Feverish reloaded
During the past few weeks we have been updating our Fever Monitor on a daily basis, based on the heart rate and activity data measured by the wearable devices and smart watches of more than 520.000 donors.
Some of you may have noticed that the fever curve changed significantly a few days ago. Noteably, the curves now appear smoother, without the charactistic up-and-down modulations that were previously seen on a weekly or bi-weekly basis. The reason behind this change is that we are now using an improved version of our fever detection algorithm for the Monitor.
During the past weeks, we have been working hard to refine the detection algorithm. One of our key goals was to account for the impact that weather and temperature have on heart rate and activity, and subsequently the performance of the algorithm, by removing the influence of seasonal variations.
Because the COVID-19 case counts in Germany follow the improved fever detections substantially better, we would like to take the opportunity to share in what ways we improved the algorithm.
Detektions and Case Counts
First, let’s have a look at the case counts compared to the detection curves for Germany and its federal states identified by the improved algorithm.
We found that the detections generated by the data donation project predict the temporal evolution of the case counts remarkably well. We can see that in the decline part of the first have during spring, the constant plateau during the summer, and the beginning to the second wave this fall.
We can also see this for the individual states, but not to the same extent because here the detection numbers are so low that statistical fluctuations dominate the signal.
What did we change?
During the past months, we have been working continuously on improving our methods. We always check the performance of these methods by comparing to different data sources and applying a variety of quality checks. For example, we use the RKI data on influenza like illnesses as a benchmark in addition to COVID-19 related data, such as the case counts, positive test rates and other measures.
Seasonal effects
We previously discussed the impact of weather on heart rate in the Blog Post Great weather quickens the heart. The goal is to account for this impact and not have the results skewed by it.

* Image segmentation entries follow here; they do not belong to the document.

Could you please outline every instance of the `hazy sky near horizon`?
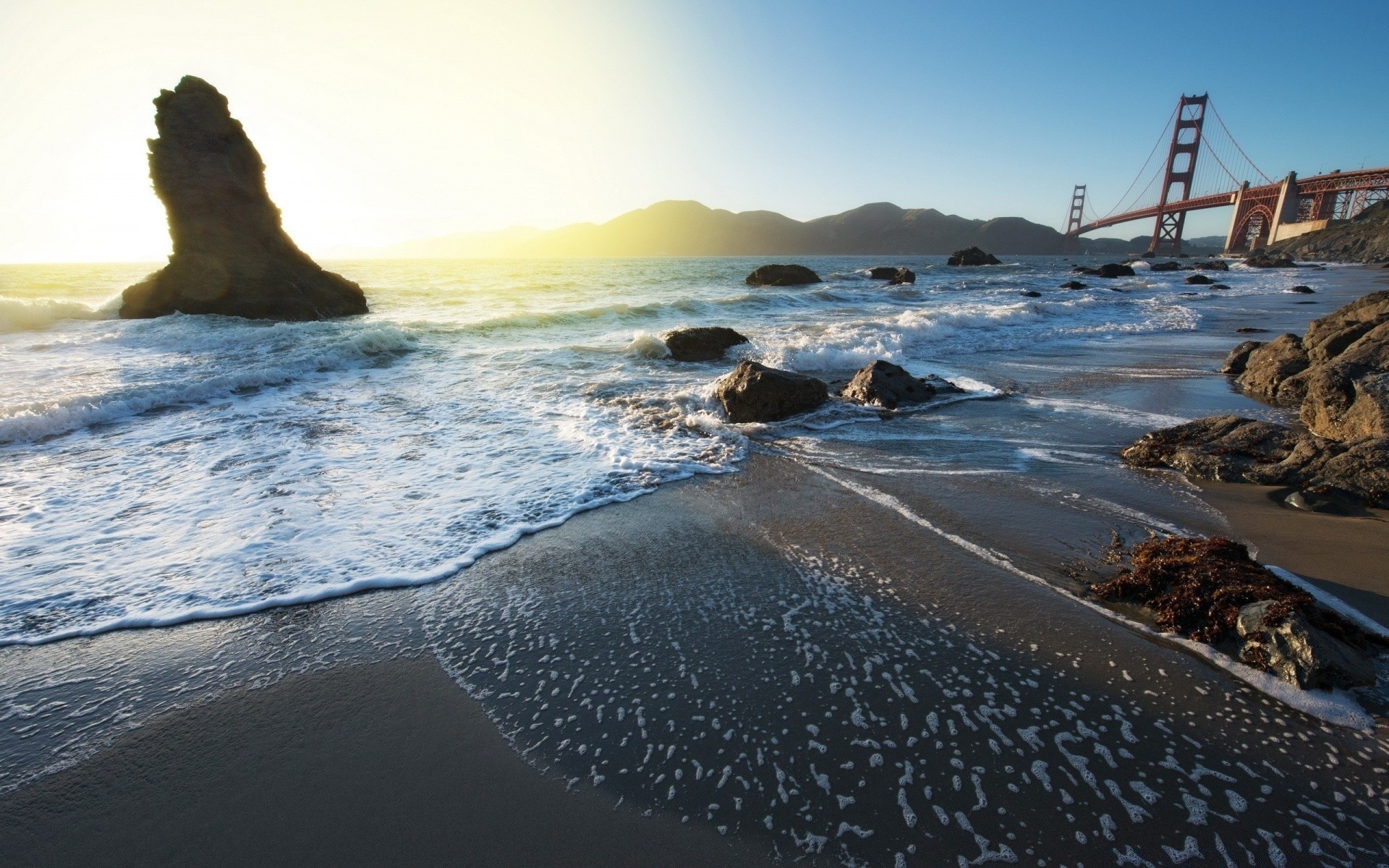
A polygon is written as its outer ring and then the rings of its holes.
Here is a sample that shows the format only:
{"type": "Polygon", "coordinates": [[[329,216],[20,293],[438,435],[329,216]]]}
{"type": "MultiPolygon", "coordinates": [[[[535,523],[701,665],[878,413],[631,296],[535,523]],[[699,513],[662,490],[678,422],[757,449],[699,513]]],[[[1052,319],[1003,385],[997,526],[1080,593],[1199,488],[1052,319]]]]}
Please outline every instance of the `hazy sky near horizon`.
{"type": "Polygon", "coordinates": [[[0,261],[167,254],[144,140],[185,74],[322,254],[663,199],[1060,226],[1072,183],[1114,204],[1183,92],[1270,175],[1389,165],[1386,33],[1383,0],[4,0],[0,261]]]}

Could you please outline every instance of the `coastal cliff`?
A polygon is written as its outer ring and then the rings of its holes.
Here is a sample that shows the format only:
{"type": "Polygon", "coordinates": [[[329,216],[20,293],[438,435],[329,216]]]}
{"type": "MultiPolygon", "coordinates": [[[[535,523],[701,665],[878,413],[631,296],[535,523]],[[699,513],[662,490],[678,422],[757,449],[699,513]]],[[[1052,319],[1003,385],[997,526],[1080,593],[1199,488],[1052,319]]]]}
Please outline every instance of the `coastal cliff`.
{"type": "Polygon", "coordinates": [[[1264,251],[1270,257],[1295,260],[1332,260],[1343,262],[1382,262],[1389,260],[1389,201],[1381,201],[1354,219],[1299,235],[1264,251]]]}

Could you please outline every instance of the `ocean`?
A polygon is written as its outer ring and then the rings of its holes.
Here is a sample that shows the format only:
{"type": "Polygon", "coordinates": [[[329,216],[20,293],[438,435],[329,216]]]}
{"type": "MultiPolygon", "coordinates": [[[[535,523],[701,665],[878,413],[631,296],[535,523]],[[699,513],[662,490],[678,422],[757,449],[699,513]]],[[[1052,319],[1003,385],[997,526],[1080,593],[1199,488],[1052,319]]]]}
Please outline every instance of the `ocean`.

Our original method is derived from a number of publications that dealt with detecting fever during flu season. One of the fundamental differences between these studies is that we have a lot more data in terms of the total length of time of more than 5 months. Over this period, seasonal effect begin to play an increasingly large role. The magnitude of the effects were unavailable when we started in spring 2020.
In the improved algorithm, we investigate the vital data of each donor not as an absolute value, but rather relative to the data of all donors on that day. We then compare these values with the average values of the donor, the donor’s so called baseline. This way our algorithm automatically adapts to external factors like weather and climate and the impact of these on the detection curve is substantially reduced.
Calculating the Baseline
We also changed the method in which we calculate the donors’ baseline. In the previous iteration of the algorithm, we computed the baseline from 28 days prior to the reference day. Originally, with a much shorter timeframe and minimal seasonal effects, we had some success in eliminating minor external effects. But as our dataset expanded over several seasons, this approach proved unable to effectively account for substantial seasonal effects. Now, with the new method we use the data from the entire time window to compute the baseline, making it more stable as time goes on and less susceptible to external factors.